Investors gave Peloton Interactive (PTON 1.93%) a huge boost early this week after the company announced a new partnership with Hilton Worldwide Holdings (HLT 0.43%): By the end of the year, there will be at least one Peloton bike in every Hilton-branded hotel -- all 5,400 of them.
Investors were understandably excited about the deal, and bid Peloton's stock up by 24.3% over the past week, according to data provided by S&P Global Market Intelligence. Those gains came in spite of the recent news that the connected-fitness company is laying off more employees.
"This unique and exciting partnership with Peloton -- a brand so many of our guests know and love -- accelerates an important part of that equation, allowing us to enhance the stay with an innovative approach to fitness." Hilton's chief brand officer, Matt Schuyler, said in a press release about the deal.

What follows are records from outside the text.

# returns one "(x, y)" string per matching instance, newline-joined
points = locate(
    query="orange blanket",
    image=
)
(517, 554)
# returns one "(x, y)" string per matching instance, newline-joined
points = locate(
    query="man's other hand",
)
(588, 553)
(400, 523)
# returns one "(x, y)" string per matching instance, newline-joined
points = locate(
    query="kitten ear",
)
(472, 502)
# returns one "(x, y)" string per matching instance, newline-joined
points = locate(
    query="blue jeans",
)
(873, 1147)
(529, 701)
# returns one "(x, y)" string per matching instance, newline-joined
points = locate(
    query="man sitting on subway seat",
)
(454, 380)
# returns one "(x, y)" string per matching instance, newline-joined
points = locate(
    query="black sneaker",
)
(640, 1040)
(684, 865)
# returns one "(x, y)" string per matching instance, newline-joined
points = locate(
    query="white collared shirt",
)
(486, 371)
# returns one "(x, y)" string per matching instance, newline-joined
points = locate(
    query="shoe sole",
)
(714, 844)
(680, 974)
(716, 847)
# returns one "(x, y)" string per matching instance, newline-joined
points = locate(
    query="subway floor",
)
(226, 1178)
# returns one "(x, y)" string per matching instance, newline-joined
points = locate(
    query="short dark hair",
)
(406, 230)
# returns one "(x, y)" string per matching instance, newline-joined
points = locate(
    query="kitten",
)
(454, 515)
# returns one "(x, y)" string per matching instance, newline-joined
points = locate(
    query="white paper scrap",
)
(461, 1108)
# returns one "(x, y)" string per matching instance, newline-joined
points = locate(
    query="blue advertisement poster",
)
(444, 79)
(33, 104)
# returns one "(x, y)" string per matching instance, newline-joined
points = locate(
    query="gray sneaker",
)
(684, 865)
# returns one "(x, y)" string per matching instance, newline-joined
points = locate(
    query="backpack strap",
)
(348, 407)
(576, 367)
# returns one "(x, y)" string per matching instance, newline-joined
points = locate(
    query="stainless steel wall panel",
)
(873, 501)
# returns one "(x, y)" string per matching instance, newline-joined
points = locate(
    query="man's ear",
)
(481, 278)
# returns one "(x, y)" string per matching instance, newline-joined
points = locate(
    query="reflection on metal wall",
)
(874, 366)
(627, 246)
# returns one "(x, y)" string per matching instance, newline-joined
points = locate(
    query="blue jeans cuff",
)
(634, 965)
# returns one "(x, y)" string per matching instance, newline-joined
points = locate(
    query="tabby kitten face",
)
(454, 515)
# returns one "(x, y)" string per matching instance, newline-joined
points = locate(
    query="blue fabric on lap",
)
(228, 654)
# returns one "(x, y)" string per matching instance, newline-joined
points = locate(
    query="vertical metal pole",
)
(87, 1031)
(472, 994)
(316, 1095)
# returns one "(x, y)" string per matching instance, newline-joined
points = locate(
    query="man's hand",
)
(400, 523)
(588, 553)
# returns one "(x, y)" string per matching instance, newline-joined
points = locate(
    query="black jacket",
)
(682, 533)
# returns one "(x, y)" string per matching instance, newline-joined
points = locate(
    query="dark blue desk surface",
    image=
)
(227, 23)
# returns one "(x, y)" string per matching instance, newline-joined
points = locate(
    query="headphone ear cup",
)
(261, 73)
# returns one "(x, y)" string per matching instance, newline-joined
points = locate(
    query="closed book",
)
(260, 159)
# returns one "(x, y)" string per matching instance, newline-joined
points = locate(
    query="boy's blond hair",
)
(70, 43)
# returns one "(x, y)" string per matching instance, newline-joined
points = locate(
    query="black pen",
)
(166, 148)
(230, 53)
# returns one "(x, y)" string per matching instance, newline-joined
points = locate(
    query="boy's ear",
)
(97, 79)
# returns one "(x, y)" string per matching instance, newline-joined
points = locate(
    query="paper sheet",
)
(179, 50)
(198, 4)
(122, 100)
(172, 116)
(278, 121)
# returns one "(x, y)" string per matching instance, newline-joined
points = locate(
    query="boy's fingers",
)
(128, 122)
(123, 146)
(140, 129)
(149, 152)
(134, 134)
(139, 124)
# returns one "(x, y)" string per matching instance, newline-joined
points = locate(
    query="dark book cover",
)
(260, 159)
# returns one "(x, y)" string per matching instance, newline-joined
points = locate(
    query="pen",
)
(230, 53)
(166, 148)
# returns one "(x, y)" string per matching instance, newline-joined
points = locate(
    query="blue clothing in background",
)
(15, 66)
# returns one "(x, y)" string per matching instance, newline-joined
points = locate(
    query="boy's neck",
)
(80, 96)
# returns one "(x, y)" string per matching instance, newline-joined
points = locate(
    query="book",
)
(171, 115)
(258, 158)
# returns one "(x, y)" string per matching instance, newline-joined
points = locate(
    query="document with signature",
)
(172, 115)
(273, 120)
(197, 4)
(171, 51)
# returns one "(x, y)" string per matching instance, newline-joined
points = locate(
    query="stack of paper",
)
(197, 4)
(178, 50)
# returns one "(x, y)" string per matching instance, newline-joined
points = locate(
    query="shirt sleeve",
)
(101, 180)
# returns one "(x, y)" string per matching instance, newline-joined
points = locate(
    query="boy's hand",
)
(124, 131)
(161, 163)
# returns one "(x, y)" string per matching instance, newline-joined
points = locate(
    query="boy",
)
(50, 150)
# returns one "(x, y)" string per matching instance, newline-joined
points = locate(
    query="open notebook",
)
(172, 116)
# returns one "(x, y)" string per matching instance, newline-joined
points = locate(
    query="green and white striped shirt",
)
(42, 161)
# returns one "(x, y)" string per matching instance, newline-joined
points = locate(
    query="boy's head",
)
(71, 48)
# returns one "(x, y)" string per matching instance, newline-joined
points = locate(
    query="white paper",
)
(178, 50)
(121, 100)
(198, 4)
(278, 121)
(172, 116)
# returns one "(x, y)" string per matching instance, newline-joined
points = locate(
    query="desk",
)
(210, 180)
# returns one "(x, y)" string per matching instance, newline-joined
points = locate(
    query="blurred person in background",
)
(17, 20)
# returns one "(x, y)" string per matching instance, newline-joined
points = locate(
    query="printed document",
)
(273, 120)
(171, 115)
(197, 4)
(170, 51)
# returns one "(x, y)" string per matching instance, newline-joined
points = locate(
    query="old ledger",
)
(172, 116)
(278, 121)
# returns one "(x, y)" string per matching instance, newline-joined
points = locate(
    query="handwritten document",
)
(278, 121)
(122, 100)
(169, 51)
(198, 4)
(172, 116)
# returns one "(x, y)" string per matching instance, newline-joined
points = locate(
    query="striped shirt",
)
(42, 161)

As part of the partnership, Peloton will give U.S.-based Hilton loyalty program members a free 90-day trial subscription to the Peloton App so they can access the company's on-demand classes, as long as they are first-time Peloton users.
While investors celebrated the deal, not everything the company announced this week was good news. On Thursday, Peloton said that it will lay off an additional 500 employees. It's the fourth time this year that it has cut staffing.
While its share price spiked this week, things aren't exactly great for the connected-fitness company right now.
Peloton CEO Barry McCarthy, who has only been in the position since February, told The Wall Street Journal in an interview this week that the company has six months to prove that it can be viable. That's not exactly the sort of thing shareholders want to hear from a CEO, and while McCarthy followed that up later with a statement that asserted that "the business is performing well and making steady progress," it should serve as a warning to prospective investors that this new partnership with Hilton doesn't mean Peloton's problems are solved.